Tidak lama setelah itu, Chiko kembali melajukan mobilnya setelah meletakkan ponselnya di samping. Akira terus menatap ke arah laki-laki itu, ingin bertanya apakah ayahnya mengatakan hal yang menyebalkan tapi tidak berani. Chiko juga diam saja, tidak membahasnya. Sungguh Akira merasa sangat tidak enak, mengetahui bahwa ayahnya semenyebalkan itu sikapnya pada Chiko tapi Chiko seperti tidak memasalahkan hal itu.
“Tidur aja dulu nanti aku bangunin kalau udah sampai.” Ucap Chiko mengakhiri keheningan.
“Maaf aku ngerepotin mas, padahal besok mas harus flight pagi kan?” cicit gadis itu pelan.
“Nggak papa, namanya juga musibah. Ke depannya kamu mau gimana?”
“Kayaknya tetep tinggal di situ kalau memang unit aku masih baik-baik saja. Soalnya aku udah bayar setahun di situ.” Jawab Akira. Dia tidak punya pilihan, sebab pekerjaanya juga belum mapan dan tabungannya belum cukup untuk menyewa apartemen lain.
“Tinggal di apartemen aku aja, deket juga ke kantor kamu kok. Aku lebih sering ada di rumah, jadi apartemennya jarang di tempati.” Ucap laki-laki itu berbohong. Padahal Chiko lebih serting tinggal di apartemen di banding rumahnya. Rumah yang Chiko maksud adalah rumah pribadi bukan rumah orang tuanya. “Lagipula sebentar lagi kita menikah kan? Kayaknya apartemen kamu kurang aman.” Tambah laki-laki itu lagi, menemukan solusi tercepat dari kegelisahannya.
“Nanti aku pikirkan dulu ya mas.” Jawab Akira, dia tidak enak jika menumpang pada Chiko sebelum keduanya resmi menjadi suami istri. Chiko menangkap perasaan Akira itu. Laki-laki itu mulai berpikir bahwa saran Jelita untuk mempercepat pernikahan mereka adalah solusi yang tepat.
“Besok berangkat kerja gimana? Apa mau libur dulu?” Laki-laki itu kembali bertanya.

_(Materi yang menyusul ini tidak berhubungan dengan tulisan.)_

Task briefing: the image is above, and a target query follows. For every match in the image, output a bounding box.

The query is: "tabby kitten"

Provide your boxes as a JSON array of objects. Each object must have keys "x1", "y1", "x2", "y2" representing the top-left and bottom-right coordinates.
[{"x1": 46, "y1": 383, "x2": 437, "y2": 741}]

“Nggak bisa libur mas soalnya besok ada rapat redaksi.”
“Besok aku nggak bisa jemput, aku minta tolong Jelita aja jemput kamu.”
“Nggak usah mas, aku bisa berangkat sendiri kok.”
“Keburu apa nggak? Sekarang aja hampir jam dua pagi dan kita belum sampai rumah kamu. Terus kamu juga belum tidur kan? Makanya aku nyuruh kamu tidur dulu biar besok nggak pusing.” Ucap Chiko Panjang lebar.
“Mas Chiko juga kan belum tidur dan besok harus berangkat pagi kan? Aku ngerepotin mas, nggak enak kalau aku tidur sementara mas harus bawa mobil.” Balas Akira pelan, Chiko mendesah.
“Aku udah biasa nggak tidur, udah kamu tidur aja! Aku nginep tempat kamu aja kalau gitu jadi besok pagi kita bisa berangkat bareng. Sorenya kamu pulang ke rumah Bunda dulu dijemput Jelita.” Putus Chiko membuat Akira kaget. Adiknya pasti akan menangis bahagia karena kakaknya membawa pulang artis kesayangannya. Apalagi jika sampai menginap dan mengetahui bahwa artis kesayangannya itu akan menjadi kakak iparnya. Akira rasa dia bisa pingsan.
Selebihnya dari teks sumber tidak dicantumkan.